[SciPy-Dev] New feature: fitting distributions to censored data.

Thu Mar 25 11:24:31 EDT 2021

Hey folks,

A new enhancement for fitting probability distributions to censored
data by maximum likelihood estimation is in progress in

    https://github.com/scipy/scipy/pull/13699

This is a feature in the statistics roadmap, and is part of the work
for the CZI EOSS cycle 1 grant.

Censored data is data where the true value of the measurement is
unknown, but there is a known bound.  The common terminology is:

    * left-censored:
        The true value is greater than some known bound.

    * right-censored:
        The true value is less than some known bound.

    * interval-censored:
        The true value is between known bounds.

(By allowing the bounds to be +inf and -inf, we can think of all these
cases as interval-censored.)

In the PR, a new class, `CensoredData`, is defined to represent
censored data.  The `fit` method of the univariate continuous
distributions is updated to accept an instance of `CensoredData`. The
`CensoredData` class constructor accepts two arrays, `lower` and
`upper`, to hold the known bounds of the data. (If `lower[i] ==
upper[i]`, it means that data value is not censored.)

Because it is quite common for data to be encountered where the only
censored values in the data set are either all right-censored or all
left-censored, two convenience methods,
`CensoredData.right_censored(x, censored)` and
`CensoredData.left_censored(x, censored)`, are provide to create a
`CensoredData` instance from an array of values and a corresponding
boolean array that indicates if the value is censored.

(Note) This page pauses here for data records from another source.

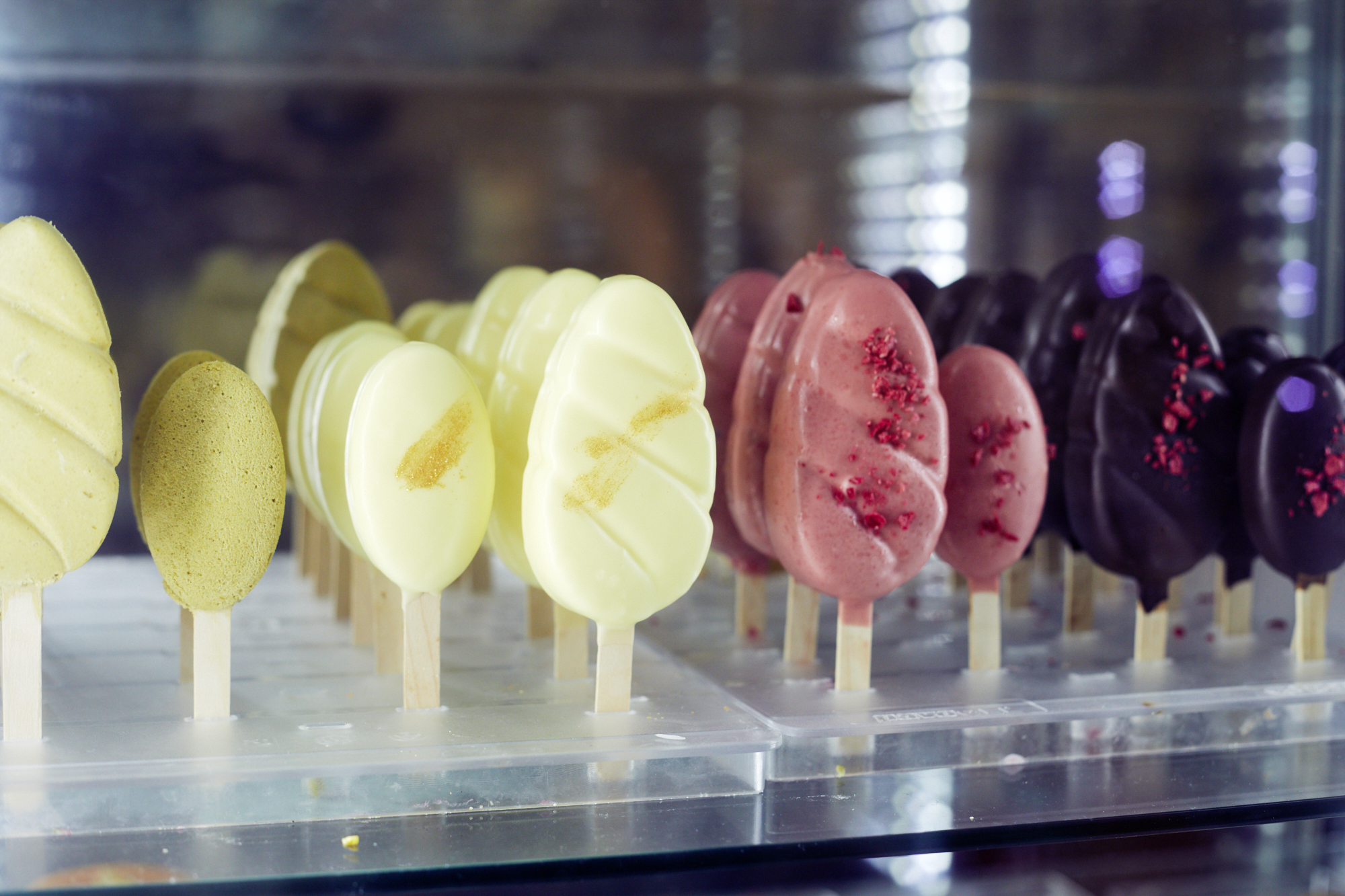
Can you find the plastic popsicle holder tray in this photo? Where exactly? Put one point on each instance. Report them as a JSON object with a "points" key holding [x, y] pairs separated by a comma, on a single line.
{"points": [[317, 735], [1055, 698]]}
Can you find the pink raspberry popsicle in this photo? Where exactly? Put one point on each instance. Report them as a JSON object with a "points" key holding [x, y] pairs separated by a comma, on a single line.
{"points": [[722, 335], [750, 434], [859, 455], [997, 481]]}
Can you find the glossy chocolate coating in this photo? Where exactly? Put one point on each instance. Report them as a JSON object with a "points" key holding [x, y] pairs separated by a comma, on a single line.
{"points": [[948, 306], [1054, 338], [1292, 458], [1151, 459], [1336, 360], [1247, 353], [919, 288], [995, 317]]}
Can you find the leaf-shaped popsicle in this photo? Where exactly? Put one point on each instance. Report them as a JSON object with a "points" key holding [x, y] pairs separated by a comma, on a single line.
{"points": [[722, 335], [997, 482], [1292, 462], [420, 471], [1149, 464], [213, 497], [319, 291], [61, 417], [621, 470], [1054, 338], [859, 455], [750, 434], [1249, 352]]}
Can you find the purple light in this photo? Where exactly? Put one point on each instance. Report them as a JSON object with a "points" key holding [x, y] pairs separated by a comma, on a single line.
{"points": [[1297, 288], [1296, 395], [1122, 179], [1121, 263]]}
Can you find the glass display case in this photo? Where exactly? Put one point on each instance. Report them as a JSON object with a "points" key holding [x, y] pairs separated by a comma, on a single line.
{"points": [[189, 149]]}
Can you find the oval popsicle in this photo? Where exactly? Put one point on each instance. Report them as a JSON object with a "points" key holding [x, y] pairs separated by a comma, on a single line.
{"points": [[493, 313], [1292, 459], [61, 424], [997, 481], [213, 497], [859, 454], [1149, 464], [621, 470], [159, 386], [323, 288], [418, 317], [420, 473]]}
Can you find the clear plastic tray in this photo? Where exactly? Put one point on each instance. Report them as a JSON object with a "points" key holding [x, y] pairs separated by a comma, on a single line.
{"points": [[1056, 696], [317, 735]]}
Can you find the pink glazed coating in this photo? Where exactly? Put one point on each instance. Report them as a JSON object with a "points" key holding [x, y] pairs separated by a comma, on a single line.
{"points": [[722, 335], [750, 436], [859, 446], [997, 464]]}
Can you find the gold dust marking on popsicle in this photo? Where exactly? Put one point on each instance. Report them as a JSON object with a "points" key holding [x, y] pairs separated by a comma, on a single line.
{"points": [[615, 455], [439, 450]]}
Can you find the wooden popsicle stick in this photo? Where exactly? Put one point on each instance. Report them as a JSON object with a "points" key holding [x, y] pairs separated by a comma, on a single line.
{"points": [[21, 662], [210, 677], [750, 604], [984, 626], [313, 534], [341, 584], [1311, 599], [1019, 584], [388, 626], [186, 645], [615, 650], [855, 646], [570, 658], [1238, 611], [1221, 591], [481, 569], [361, 602], [297, 534], [1151, 633], [1175, 591], [323, 560], [540, 614], [1079, 591], [420, 650], [801, 624]]}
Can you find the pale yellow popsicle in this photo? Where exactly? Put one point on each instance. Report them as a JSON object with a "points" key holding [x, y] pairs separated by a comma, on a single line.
{"points": [[319, 291], [528, 345], [60, 409], [418, 315], [334, 399], [420, 470], [159, 386], [213, 497], [446, 329], [420, 467], [493, 313], [60, 446], [621, 470]]}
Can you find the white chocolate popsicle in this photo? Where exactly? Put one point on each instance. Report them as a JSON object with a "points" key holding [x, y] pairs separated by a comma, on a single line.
{"points": [[420, 473], [61, 424], [621, 470]]}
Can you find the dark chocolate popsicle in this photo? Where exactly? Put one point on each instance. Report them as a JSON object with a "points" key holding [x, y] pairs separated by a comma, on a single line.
{"points": [[1292, 459], [1151, 459]]}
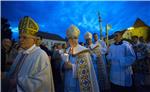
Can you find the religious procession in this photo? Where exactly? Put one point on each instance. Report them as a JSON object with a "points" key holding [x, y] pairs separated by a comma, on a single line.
{"points": [[110, 63]]}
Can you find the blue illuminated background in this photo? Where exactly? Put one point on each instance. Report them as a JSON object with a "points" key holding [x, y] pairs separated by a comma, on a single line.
{"points": [[56, 16]]}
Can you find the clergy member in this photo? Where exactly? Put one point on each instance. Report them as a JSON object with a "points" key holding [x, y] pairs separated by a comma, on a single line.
{"points": [[99, 65], [79, 71], [121, 56], [31, 71]]}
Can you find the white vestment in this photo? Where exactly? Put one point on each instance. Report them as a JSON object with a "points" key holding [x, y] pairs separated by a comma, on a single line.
{"points": [[35, 74], [82, 77]]}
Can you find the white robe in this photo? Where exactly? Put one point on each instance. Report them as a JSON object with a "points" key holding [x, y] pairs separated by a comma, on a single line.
{"points": [[82, 77], [121, 57], [99, 67], [35, 74]]}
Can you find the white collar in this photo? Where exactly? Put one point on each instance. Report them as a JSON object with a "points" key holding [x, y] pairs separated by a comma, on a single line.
{"points": [[29, 50]]}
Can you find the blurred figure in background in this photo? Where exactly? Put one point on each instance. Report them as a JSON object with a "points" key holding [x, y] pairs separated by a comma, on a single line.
{"points": [[121, 56], [31, 70]]}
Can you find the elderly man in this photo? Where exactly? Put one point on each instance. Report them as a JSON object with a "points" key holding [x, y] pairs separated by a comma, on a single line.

Here's a quick example, with data from
https://www.itl.nist.gov/div898/handbook/apr/section4/apr413.htm.  The
data table shows 10 regular values and 10 right-censored values.  The
results reported there for fitting the two-parameter Weibull
distribution (location fixed at 0) to that data are

    shape = 1.7208
    scale = 606.5280

Here's the calculation using the proposed API in SciPy:

In [55]: from scipy.stats import weibull_min, CensoredData

Create the `CensoredData` instance:

In [56]: x = np.array([54, 187, 216, 240, 244, 335, 361, 373, 375,
386] + [500]*10)

In [57]: data = CensoredData.right_censored(x, x == 500)

In [58]: print(data)

CensoredData(20 values: 10 not censored, 10 right-censored)

Fit `weibull_min` (with the location fixed at 0) to the censored data:

In [59]: shape, loc, scale = weibull_min.fit(data, floc=0)

In [60]: shape

Out[60]: 1.720797180719942

In [61]: scale

Out[61]: 606.527565269458

Matt Haberland has already suggested quite a few improvements to the
PR. Additional comments would be appreciated.

Warren